Der Beteiligte zu 2) hat sowohl die für die Annahme eines gemeinsamen Betriebes
erforderliche einheitliche betriebliche Organisation als auch das Vorhandensein
eines einheitlichen Leitungsapparates in sozialen und personellen
Angelegenheiten, dieser verkörpert durch den Geschäftsführer der Antragstellerin,
der in Personalunion auch Leiter des D ist, für gegeben gehalten. Die
Entscheidungen in sozialen und personellen Angelegenheiten lägen auf
Arbeitgeberseite in einer Hand. Die innerbetriebliche Entscheidungsfindung läge
unabhängig von der formalen Ausübung der Arbeitgeberbefugnisse beim
Geschäftsführer und D…leiter . Die innere Organisation der B hätte sich nicht
geändert. Sowohl gestellte als auch nicht gestellte Mitarbeiter übten
Vorgesetztenfunktionen aus. Der Beteiligte zu 2) hat vorgetragen, er hätte das
endgültige Wahlergebnis bekannt gemacht, sobald die Gewählten die Wahl
angenommen oder nicht innerhalb der Frist des § 17 Abs. 1 Satz 2 WO von drei
Werktagen die Wahl abgelehnt gehabt hätten.

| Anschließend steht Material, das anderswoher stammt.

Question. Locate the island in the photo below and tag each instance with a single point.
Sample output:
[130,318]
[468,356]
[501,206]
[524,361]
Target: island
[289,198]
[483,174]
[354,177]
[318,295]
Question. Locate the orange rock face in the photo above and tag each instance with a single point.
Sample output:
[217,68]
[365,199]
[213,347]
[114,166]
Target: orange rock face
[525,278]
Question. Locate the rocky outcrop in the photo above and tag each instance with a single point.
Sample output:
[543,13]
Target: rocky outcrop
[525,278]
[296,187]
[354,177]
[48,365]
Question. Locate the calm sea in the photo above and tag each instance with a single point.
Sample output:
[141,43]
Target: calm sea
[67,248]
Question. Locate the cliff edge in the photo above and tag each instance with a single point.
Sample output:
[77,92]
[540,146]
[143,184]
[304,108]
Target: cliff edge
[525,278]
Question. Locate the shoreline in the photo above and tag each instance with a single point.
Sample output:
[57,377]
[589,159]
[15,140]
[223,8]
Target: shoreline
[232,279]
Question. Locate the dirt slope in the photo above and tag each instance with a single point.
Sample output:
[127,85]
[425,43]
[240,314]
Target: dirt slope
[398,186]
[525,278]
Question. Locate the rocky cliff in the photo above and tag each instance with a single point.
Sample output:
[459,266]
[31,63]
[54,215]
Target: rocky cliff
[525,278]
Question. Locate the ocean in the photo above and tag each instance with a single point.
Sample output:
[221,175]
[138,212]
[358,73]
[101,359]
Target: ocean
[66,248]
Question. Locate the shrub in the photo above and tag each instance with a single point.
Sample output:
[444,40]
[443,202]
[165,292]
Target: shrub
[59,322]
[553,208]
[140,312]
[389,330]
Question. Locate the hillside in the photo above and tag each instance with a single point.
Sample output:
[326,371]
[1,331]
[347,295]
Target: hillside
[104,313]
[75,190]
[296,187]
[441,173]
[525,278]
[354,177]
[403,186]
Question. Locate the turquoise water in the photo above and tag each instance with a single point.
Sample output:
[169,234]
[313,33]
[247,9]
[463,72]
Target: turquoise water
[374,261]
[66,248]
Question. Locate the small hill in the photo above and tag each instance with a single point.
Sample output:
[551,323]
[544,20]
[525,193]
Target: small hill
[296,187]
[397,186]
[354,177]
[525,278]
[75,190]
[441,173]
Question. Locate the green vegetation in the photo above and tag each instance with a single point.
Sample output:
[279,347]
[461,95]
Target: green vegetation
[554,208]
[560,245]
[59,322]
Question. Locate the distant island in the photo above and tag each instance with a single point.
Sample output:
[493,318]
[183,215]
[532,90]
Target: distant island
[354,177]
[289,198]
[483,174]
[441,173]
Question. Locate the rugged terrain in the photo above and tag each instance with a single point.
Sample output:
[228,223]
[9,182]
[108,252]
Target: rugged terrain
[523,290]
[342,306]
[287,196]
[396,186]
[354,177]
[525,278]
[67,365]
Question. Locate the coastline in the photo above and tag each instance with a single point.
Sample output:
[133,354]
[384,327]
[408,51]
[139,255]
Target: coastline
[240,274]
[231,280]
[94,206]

Dies sei am 1. März 2005 gegeben
gewesen.
Wegen der weiteren Einzelheiten des erstinstanzlichen Vorbringens der Beteiligten,
des vom Arbeitsgericht festgestellten Sachverhalts und des arbeitsgerichtlichen
Verfahrens wird auf die Sachdarstellung des angefochtenen Beschlusses
verwiesen.
Das Arbeitsgericht Frankfurt am Main hat den Antrag durch Beschluss vom 5. Okt.
2005 - 20 BV 538/05 - zurückgewiesen. Zur Begründung hat es ausgeführt, nach
den Umständen des Einsatzes der bei der Arbeitgeberin direkt angestellten und
der gestellten Arbeitnehmer sei zumindest konkludent von einer
Führungsvereinbarung auszugehen. Der Einsatz der menschlichen Arbeitskraft
werde, wie sich aus der Organisationsverfügung vom 28. Sept. 2004 ergebe, von
einem einheitlichen Leitungsapparat gesteuert.
Gegen diesen ihr am 15. Dez. 2005 zugestellten Beschluss hat die Beteiligte zu 1)
am 22. Dez. 2005 per Telefax Beschwerde eingelegt und diese am 8. Febr. 2006
ebenfalls per Telefax begründet.
Die Beteiligte zu 1) ist weiterhin der Auffassung, die mit Wahlausschreiben vom 7.
Jan. 2005 eingeleitete Betriebsratswahl leide an offensichtlichen Rechtsmängeln.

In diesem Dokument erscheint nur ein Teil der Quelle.